Przedszkolak spał pod płotem, znalazła go przypadkowa kobieta. Opiekunki o dziecku zapomniały

Bezpieczeństwo dzieci to dla rodziców kwestia pierwszorzędna. Dlatego też sprawa z Woli Baranowskiej rozpaliła wyobraźnię tysięcy Polaków. Choć każdemu może się zdarzyć moment roztargnienia, to w pewnych sytuacjach może to nieść duże konsekwencje.

Czterolatek zasnął poza budynkiem przedszkola

„Tygodnik Nadwiślański” nagłośnił sytuację, którą opisał zaniepokojony rodzic 4-letniego chłopca. Jak dowiedzieliśmy się z jego relacji, w czwaretk 2 listopada jego syn został narażony na niebezipeczeństwo przez nieuwagę pracowników przedszkola.
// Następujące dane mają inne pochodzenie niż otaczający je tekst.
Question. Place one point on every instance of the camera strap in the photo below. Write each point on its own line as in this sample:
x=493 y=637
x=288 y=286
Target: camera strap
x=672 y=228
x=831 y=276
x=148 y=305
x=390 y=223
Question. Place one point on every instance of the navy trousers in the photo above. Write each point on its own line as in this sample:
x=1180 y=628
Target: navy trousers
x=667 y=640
„Piszę tę wiadomość nie po to, aby zrobić komuś na złość, tylko jako przerażony rodzic czteroletniego synka. Chciałbym, żeby ta wiadomość została rozpowszechniona, aby wyeliminować tego typu »patologię« i uniknąć nieszczęścia. Za dużo teraz dramatów słyszymy w telewizji z udziałem dzieci” – podkreślał.

Opiekunki zapomniały o dziecku

Zaczęło się od zabawy na świeżym powietrzu, na placu zabaw przy przedszkolu. Okazuje się, że nie wszystkie dzieci wróciły z opiekunkami do budynku. Jeden chłopiec zasnął bowiem w okolicy ogrodzenia i nie zauważono jego nieobecności. Co więcej, przedszkolanki nie odkryły jego braku nawet już po powrocie do sali.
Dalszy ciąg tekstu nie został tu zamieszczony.